AfD kristisiert Beschluss des Kreistags zu 100.000-Euro-Spende an "Ocean Viking"

Lüneburg, 20.09.2021- Die geplanten Spenden des Landkreises Lüneburg für das Flüchtlingssuchschiff "Ocean Viking" in Höhe von bis zu 100.000 Euro haben nun auch ein politisches Echo ausgelöst. "Es grenzt schon an Veruntreuung von Steuergeldern, und es ist ein kompletter Irrsinn, was der Kreistag da beschlossen hat", teilte der Vorsitzende der AfD-Kreistagsfraktion Stephan Bothe heute mit.

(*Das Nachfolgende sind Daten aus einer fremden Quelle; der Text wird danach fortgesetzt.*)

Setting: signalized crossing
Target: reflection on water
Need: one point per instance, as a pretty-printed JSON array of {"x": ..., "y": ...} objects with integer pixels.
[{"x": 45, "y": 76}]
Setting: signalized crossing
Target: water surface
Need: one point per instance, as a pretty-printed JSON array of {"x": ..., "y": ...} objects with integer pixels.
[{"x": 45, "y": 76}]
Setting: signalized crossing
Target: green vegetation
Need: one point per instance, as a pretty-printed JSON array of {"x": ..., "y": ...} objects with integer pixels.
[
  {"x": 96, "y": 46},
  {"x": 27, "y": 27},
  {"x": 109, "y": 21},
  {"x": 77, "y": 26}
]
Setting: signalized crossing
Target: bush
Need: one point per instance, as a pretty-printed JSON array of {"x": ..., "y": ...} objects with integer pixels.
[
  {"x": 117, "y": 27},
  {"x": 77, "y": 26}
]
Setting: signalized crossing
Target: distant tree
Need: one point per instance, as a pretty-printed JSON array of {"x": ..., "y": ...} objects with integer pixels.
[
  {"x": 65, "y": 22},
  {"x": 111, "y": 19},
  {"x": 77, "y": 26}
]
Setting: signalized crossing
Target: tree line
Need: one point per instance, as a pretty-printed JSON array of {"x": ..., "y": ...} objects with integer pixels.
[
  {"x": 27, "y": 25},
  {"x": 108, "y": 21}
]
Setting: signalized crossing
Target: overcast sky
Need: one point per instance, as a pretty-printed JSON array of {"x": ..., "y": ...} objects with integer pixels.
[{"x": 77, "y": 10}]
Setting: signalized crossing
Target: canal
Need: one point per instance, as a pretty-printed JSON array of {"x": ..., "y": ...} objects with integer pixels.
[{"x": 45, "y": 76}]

"Aus linksideologischer Verblendung, aus Unwissenheit, aus Unbedachtheit oder aus allem zusammen sollen einer Schlepper-Organisation aus Steuermitteln 100.000 Euro zugeschoben werden, um die Migrantenquote in Deutschland, die nach den USA schon die weltweit dichteste ist, unter Umgehung des Asylrechts weiter zu erhöhen", kritisiert Bothe den Beschluss des Kreistags.

Wie berichtet, hatte der Kreistag am 24. Juni mit den Stimmen von SPD, Grünen und Linken beschlossen, eine Patenschaft für das Seenotrettungsschiff "Ocean Viking" zu übernehmen, das vor der libyschen Küste kreuzt und Ausschau nach schiffbrüchigen Flüchtlingen hält. Zusätzlich soll der Kreis einen Spendenaufruf für das Schiff starten und die Spenden bis zu einem Betrag von 100.000 Euro aus Kreismitteln verdoppeln.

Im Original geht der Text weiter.